New regulator chair pledges 'maximum synergy' with Bank
The chairman-designate of the Financial Services Authority, Turner of Ecchinswell, told MPs yesterday: "However hard one tries, something will go wrong."
Lord, formerly Adair, Turner was giving evidence to the Treasury Select Committee. He is due to take over as Chairman of the FSA in September.

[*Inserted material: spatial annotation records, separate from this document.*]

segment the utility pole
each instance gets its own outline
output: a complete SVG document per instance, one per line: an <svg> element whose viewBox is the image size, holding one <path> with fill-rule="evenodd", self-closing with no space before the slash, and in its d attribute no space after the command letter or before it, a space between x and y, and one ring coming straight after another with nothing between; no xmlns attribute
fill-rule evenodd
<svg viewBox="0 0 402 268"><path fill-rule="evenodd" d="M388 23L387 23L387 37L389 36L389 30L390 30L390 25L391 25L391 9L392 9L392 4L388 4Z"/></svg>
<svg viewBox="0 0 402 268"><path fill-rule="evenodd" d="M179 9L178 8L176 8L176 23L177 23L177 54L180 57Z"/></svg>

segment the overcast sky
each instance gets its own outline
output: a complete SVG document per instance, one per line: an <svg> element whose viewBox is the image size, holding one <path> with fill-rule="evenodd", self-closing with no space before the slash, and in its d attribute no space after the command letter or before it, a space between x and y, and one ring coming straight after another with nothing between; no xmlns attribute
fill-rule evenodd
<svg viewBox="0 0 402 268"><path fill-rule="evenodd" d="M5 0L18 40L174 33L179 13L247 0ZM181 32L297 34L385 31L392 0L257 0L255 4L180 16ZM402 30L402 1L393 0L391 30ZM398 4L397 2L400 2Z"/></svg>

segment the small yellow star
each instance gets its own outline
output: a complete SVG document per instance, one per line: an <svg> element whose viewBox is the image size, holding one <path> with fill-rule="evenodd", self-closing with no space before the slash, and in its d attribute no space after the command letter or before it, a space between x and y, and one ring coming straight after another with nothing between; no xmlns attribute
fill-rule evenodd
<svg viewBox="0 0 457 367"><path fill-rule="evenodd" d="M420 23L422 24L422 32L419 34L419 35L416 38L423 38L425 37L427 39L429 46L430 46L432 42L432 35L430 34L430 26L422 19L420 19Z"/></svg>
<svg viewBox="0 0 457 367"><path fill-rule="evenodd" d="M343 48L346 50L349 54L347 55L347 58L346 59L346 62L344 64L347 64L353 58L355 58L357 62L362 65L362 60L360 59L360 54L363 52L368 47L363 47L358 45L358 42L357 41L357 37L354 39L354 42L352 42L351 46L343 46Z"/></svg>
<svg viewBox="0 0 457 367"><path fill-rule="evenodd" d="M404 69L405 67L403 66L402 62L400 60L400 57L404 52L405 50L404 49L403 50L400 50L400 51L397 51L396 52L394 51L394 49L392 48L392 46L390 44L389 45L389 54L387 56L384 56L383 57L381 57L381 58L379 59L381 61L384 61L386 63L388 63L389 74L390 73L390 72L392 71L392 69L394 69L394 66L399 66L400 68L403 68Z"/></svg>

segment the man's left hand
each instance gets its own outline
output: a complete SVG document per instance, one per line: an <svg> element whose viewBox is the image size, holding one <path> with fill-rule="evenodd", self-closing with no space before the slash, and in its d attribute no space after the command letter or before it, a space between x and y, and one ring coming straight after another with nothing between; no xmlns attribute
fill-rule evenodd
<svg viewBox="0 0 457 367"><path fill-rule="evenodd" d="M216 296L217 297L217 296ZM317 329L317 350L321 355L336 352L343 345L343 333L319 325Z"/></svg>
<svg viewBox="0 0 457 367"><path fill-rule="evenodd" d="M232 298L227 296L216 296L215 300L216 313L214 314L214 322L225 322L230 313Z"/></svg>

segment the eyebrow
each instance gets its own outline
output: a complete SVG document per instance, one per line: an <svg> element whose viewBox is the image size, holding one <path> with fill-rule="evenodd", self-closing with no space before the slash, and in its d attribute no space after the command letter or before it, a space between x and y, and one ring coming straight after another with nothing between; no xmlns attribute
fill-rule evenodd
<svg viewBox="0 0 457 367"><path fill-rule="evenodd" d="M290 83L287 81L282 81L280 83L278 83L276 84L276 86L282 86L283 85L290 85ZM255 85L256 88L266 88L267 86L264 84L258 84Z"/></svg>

He will serve a five-year term when the current chairman, Callum McCarthy, steps down.
His attempt to massage expectations for the Authority's ability to prevent financial catastrophe comes at the end of a torrid year for the FSA, notable for widespread criticism of its performance during the Northern Rock crisis.

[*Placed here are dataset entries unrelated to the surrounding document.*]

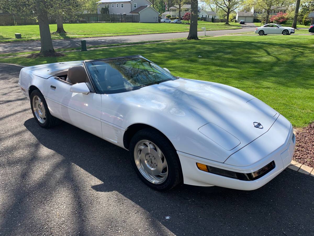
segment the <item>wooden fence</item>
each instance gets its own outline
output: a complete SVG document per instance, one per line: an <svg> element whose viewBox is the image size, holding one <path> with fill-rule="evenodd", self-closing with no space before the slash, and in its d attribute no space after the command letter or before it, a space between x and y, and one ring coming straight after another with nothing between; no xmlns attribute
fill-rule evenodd
<svg viewBox="0 0 314 236"><path fill-rule="evenodd" d="M57 16L48 17L50 24L57 23ZM117 14L78 14L63 17L63 23L97 23L105 22L138 22L138 15ZM33 15L19 16L11 14L0 14L0 25L38 25L37 17Z"/></svg>

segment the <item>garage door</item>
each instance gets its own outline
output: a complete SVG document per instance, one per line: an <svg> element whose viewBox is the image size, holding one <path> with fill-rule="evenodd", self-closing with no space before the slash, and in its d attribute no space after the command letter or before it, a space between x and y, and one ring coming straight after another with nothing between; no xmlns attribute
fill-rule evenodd
<svg viewBox="0 0 314 236"><path fill-rule="evenodd" d="M252 23L253 22L253 17L246 17L245 22L246 23Z"/></svg>

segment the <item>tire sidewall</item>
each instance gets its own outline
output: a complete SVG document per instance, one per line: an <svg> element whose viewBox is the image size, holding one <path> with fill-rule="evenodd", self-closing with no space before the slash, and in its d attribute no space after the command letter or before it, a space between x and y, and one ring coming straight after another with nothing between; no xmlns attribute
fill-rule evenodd
<svg viewBox="0 0 314 236"><path fill-rule="evenodd" d="M35 96L37 96L39 97L41 100L44 105L44 107L45 108L45 111L46 112L46 120L45 121L45 122L44 123L41 123L39 122L34 112L34 110L33 107L33 98ZM36 89L32 92L30 94L30 107L32 109L32 112L33 113L33 115L34 116L37 123L43 128L46 128L49 127L50 125L49 122L51 121L50 120L50 117L51 115L50 115L50 112L49 112L48 106L47 106L47 103L46 102L46 100L45 100L43 95L39 90Z"/></svg>
<svg viewBox="0 0 314 236"><path fill-rule="evenodd" d="M154 135L149 135L148 133L151 129L145 129L140 131L136 133L132 138L129 146L130 158L132 167L135 171L138 176L146 184L151 188L160 191L165 191L172 188L175 186L176 171L173 159L176 159L180 166L180 174L181 176L182 171L180 165L179 157L175 149L167 139L161 134L156 135L154 131ZM149 140L155 144L160 149L167 161L168 168L168 175L165 181L158 184L152 183L142 175L138 168L135 163L134 157L134 149L138 142L141 140ZM165 145L165 142L167 142L167 145Z"/></svg>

The new chairman of the FSA pledged to ensure there is "maximum synergy" between the FSA and the Bank of England to ensure the stability of the financial system. "The Bank, through its financial stability analysis, is well placed to identify emerging trends which may have implications for the appropriate focus of individual firm supervision and the FSA, through its supervision may be aware of emerging patterns which the Bank's financial stability team should be investigating in more detail," he said.

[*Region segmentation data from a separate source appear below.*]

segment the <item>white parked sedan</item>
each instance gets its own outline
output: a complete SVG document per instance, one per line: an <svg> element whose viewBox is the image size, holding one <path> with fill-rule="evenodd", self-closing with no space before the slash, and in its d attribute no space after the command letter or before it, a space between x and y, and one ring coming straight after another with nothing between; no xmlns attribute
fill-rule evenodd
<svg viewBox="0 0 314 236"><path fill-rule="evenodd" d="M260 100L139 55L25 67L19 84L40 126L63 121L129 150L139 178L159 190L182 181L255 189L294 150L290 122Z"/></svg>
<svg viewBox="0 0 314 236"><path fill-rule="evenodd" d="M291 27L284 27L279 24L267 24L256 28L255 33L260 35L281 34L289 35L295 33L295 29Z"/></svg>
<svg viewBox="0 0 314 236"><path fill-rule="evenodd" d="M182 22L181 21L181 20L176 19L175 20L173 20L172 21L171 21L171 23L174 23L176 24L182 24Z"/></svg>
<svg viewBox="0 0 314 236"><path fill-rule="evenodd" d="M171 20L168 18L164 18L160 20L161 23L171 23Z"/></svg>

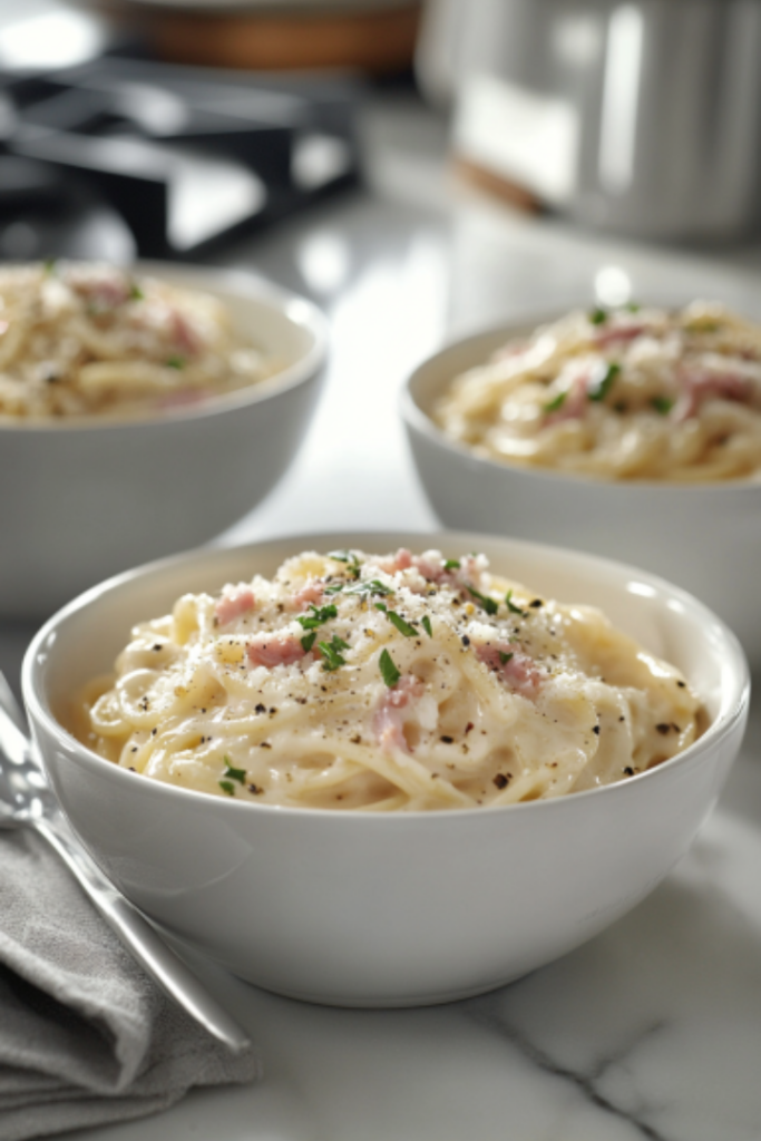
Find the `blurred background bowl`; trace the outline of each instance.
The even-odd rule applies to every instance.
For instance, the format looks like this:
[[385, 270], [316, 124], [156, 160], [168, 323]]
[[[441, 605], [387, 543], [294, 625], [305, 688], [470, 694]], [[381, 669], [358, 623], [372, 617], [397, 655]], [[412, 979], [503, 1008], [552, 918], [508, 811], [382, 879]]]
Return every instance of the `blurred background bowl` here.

Lord Turner also said that the normal market forces of supply and demand, rather than speculation, has been responsible for record oil prices. H e pointed to continuing strong demand for oil and other commodities coming from the emerging market economies as the major factor in the trend: "There's no large accumulation of evidence that speculation is playing a major role in what's happening to oil prices."
Lord Turner, a former head of the Confederation of British Industry, will continue to chair the shadow (non-statutory) Climate Change Committee until December.